Both pieces of advice are attempts to deal with the dilemma most middle-class workers face in making a transition from doing work that pays well but is not all that exciting to doing work that is exciting but that may not generate a satisfactory income. The problem is that stepping off a career track is a jump-off-a-cliff move. Once you step off, it’s hard to get back on at the same place if you determine that it was a mistake to hand in the resignation. You need to be sure before pursuing your dream job, but it’s hard to be sure without having done the new work for some time. The two strategies noted are ways to hedge your bets, to lessen the risk a bit.
The strategies are sensible ones, and they are ones that I considered before making my own jump to soul-satisfying work. I don’t find them entirely satisfactory, however.

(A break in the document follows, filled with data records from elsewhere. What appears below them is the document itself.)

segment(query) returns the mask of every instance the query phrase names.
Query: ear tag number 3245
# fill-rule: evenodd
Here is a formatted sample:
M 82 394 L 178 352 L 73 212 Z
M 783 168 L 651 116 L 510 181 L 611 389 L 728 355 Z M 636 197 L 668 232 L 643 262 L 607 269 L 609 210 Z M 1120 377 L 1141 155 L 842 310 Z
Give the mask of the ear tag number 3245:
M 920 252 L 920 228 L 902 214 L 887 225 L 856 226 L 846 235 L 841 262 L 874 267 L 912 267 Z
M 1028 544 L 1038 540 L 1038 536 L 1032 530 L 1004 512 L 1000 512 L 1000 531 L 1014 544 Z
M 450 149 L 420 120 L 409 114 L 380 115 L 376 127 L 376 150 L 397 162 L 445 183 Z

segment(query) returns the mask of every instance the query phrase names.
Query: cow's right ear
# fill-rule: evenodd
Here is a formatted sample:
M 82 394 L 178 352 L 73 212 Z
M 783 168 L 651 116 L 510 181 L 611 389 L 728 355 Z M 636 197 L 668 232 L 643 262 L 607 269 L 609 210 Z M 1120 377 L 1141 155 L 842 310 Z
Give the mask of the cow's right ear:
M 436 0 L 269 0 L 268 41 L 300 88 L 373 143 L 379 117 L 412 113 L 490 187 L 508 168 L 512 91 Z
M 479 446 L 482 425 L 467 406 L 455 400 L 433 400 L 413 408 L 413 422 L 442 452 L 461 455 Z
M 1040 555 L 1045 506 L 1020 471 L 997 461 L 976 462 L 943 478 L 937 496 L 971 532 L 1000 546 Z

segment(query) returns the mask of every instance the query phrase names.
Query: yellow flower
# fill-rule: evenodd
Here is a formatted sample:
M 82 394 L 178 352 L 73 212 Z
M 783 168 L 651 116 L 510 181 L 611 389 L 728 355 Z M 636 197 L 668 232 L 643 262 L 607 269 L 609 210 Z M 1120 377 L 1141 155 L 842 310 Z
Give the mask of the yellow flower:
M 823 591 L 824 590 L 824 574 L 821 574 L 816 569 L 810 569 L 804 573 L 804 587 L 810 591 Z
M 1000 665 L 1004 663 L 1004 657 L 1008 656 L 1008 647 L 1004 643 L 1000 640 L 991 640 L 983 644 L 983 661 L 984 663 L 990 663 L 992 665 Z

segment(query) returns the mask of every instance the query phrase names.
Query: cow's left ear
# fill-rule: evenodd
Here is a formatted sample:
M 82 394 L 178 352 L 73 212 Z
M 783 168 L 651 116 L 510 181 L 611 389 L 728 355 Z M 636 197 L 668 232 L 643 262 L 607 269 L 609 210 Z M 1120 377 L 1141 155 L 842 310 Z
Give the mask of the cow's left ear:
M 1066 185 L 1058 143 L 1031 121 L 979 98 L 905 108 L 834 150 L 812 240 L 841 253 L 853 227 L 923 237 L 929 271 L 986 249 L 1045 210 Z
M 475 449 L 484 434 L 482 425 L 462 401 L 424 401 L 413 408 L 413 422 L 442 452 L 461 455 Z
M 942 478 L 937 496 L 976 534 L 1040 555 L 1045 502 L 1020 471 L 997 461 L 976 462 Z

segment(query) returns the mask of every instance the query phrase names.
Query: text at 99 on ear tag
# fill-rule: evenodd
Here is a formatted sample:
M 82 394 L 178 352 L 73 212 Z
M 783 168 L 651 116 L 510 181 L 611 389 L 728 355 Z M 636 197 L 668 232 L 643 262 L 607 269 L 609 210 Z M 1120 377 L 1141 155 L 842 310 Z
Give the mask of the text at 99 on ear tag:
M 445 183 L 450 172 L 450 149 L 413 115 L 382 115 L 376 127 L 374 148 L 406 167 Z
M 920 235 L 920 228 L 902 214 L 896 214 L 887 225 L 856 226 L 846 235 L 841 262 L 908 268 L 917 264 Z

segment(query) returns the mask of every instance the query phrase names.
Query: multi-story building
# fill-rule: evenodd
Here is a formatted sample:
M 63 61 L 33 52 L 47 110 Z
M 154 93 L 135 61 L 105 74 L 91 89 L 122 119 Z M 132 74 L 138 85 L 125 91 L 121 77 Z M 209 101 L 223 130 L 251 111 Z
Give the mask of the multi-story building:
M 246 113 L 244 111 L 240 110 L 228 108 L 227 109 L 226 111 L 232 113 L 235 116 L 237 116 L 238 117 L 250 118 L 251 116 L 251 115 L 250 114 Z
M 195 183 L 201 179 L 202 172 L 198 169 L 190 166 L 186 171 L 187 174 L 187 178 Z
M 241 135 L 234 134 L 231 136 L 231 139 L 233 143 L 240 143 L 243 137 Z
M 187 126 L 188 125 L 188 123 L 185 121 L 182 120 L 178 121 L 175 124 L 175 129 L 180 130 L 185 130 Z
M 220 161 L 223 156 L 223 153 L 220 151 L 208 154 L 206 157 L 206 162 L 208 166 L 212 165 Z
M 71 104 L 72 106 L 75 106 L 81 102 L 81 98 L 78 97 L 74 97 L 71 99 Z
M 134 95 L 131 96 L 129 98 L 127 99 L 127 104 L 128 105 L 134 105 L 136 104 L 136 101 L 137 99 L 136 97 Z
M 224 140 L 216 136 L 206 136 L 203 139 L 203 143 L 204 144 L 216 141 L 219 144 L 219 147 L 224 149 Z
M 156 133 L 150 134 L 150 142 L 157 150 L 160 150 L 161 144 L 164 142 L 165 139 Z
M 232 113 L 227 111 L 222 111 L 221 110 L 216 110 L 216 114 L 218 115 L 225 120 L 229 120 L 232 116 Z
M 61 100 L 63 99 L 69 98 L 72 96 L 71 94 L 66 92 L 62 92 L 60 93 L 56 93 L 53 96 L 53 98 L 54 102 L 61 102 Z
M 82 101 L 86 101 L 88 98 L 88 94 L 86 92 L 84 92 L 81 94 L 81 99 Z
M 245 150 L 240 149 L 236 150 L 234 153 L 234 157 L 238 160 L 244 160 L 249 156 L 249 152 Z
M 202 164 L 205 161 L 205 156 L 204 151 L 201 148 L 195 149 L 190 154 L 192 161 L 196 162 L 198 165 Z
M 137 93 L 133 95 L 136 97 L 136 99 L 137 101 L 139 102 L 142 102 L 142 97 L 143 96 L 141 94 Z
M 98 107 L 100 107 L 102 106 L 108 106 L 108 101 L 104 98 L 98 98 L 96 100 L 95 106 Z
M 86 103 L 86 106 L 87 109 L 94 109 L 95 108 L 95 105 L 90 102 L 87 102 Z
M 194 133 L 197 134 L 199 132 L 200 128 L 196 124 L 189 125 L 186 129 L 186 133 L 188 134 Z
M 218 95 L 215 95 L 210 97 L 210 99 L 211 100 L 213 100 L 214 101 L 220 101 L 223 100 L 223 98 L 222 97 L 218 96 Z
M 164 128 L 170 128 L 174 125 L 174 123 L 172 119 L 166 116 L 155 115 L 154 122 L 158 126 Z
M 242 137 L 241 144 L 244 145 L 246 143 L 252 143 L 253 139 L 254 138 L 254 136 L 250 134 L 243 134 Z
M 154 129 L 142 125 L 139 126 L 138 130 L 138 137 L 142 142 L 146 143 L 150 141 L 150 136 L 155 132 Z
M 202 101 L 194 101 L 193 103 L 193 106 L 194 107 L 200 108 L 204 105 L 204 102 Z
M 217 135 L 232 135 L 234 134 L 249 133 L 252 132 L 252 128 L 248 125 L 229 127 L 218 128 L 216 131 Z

The problem with working at both a day job and your dream job is that there is a good chance that you will not know for sure whether the dream job can ever generate a significant income if you do not devote your full-time energies to it.
It took me a long time to write the book Passion Saving in the way that I wanted it written. If I had been working a full-time safe job at the same time, it would have taken a lot longer. It would have taken so long to get the book completed that way that I worry that I would have made compromises in the research I did to support the book’s claims or in the efforts I put into the task of organizing the material so that the arguments flow logically and clearly. Had I done that, the book would not have provided as strong a reading experience. If it had failed to sell, would the reason have been that there was not sufficient demand for a book on the topic of Passion Saving, or that I simply had not done the best job that I was capable of doing? I never would have known, and the question would have troubled me for the remainder of my days.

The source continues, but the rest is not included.